White majority must
actively oppose racism
I’m a 77-year-old white male living in a virtually all-white retirement community. Over the past several years I’ve tried to educate myself on the history of slavery and racism in America. There will never be a way that we can fully make up for what has been done and is currently being done to African Americans.
What concerns me now is the silence of the white majority of my generation. Where I live, that silence is deafening. Martin Luther King Jr. said, “In the end we will not remember the words of our enemies, but the silence of our friends.”
It’s not adequate anymore to say I’m not racist. We must be anti-racist. This means we must work to change institutional policies and practices by making our voices heard by our elected officials. I hope that we, the children of the “Greatest Generation,” will not become known as the “Silent Generation.”
Jerry Fay
SaddleBrooke
Fighter-pilot senator
AWOL on pandemic
I’m a physician and I don’t understand. This nation has lost 130,000 American lives this year to the COVID-19 pandemic. Our president says we are doing great. He says we are only showing more cases because we are testing more people than any other country. More testing does not fill our ICUs and kill our fellow citizens. We have lost more than twice as many American lives as were lost in the entire Vietnam War.
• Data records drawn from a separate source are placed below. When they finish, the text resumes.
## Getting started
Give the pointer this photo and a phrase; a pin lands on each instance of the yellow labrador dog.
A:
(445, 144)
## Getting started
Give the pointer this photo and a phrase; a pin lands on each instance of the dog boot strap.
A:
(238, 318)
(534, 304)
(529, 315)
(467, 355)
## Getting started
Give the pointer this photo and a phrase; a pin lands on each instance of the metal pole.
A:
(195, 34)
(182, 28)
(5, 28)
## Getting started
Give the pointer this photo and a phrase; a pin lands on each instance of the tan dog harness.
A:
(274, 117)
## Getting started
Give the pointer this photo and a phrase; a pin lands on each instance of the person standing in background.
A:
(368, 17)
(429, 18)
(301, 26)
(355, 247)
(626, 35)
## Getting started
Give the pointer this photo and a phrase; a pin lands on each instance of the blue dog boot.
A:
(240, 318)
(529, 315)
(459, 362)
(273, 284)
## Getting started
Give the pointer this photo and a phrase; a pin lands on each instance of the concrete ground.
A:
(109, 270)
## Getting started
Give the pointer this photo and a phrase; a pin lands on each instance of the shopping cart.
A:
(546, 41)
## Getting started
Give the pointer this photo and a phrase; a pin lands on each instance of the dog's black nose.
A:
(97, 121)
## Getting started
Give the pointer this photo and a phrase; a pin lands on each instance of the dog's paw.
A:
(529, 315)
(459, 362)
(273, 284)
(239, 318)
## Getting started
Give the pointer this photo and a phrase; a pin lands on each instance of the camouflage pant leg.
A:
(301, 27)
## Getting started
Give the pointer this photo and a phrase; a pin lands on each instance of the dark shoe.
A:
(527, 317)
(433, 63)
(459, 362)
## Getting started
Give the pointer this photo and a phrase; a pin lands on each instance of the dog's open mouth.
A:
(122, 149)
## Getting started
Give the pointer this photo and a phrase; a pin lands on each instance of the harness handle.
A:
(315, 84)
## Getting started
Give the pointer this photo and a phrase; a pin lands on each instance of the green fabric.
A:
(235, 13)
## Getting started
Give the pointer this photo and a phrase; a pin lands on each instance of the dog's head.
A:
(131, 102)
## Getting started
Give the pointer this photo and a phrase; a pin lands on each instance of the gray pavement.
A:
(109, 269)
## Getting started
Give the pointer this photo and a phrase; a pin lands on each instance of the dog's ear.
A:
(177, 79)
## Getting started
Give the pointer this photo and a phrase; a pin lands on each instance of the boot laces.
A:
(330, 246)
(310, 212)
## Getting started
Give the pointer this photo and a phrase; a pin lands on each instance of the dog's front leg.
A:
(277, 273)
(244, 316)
Where is our fighter-pilot senator? Is she more concerned about keeping the advertising money from Trump supporters than taking care of our state? More concerned about winning an election? Why is she not in the president’s office every day with every other senator that she can get to fight to save American lives?
How can they keep saying it is a hoax? My daughter works in the Flagstaff hospital on the COVID unit. She gets to hold up the iPad so that families can say goodbye to their loved ones.
Robert Beren
Foothills
Mask up,
protect all
We have rules now about smoking, whether at work or recreation. This isn’t done to protect the smoker even if the smoker doesn’t think smoking is a health risk. It is done to protect the nonsmoker from the effects of the secondhand smoke, which is a health risk.
This is same reason why we need to wear masks. We wear masks to protect others from COVID-19 we might be carrying. We aren’t wearing masks for a political mandate. We are wearing masks because COVID-19 is a health risk to everyone.
Nancy Kabat
Foothills
Mayor Romero did indeed de-escalate
We should take the time to praise our first Latina mayor for her boldness and bravery in the face of all our national and local turmoil. Mayor Regina Romero, following several national leaders, halted the physical blue line from taking away from the real conversation of racism and injustice at the hands of police.
Clearly Romero is listening/learning from Black Lives Matter voices, street demonstrators and occupations to choose what is safe for our community. With this one action, our mayor protected our community from blatantly disrespectful attempts to minimize those local voices and confirmed that these are indeed our streets. The power of symbolism is undeniable as we watch monuments and other symbols be torn down. Here one was prevented.
As our country navigates the major shifts in consciousness in a time of a great health crisis, we must continue to support these movements and voices and not allow those who are not affected to silence our Black and Latinx leaders.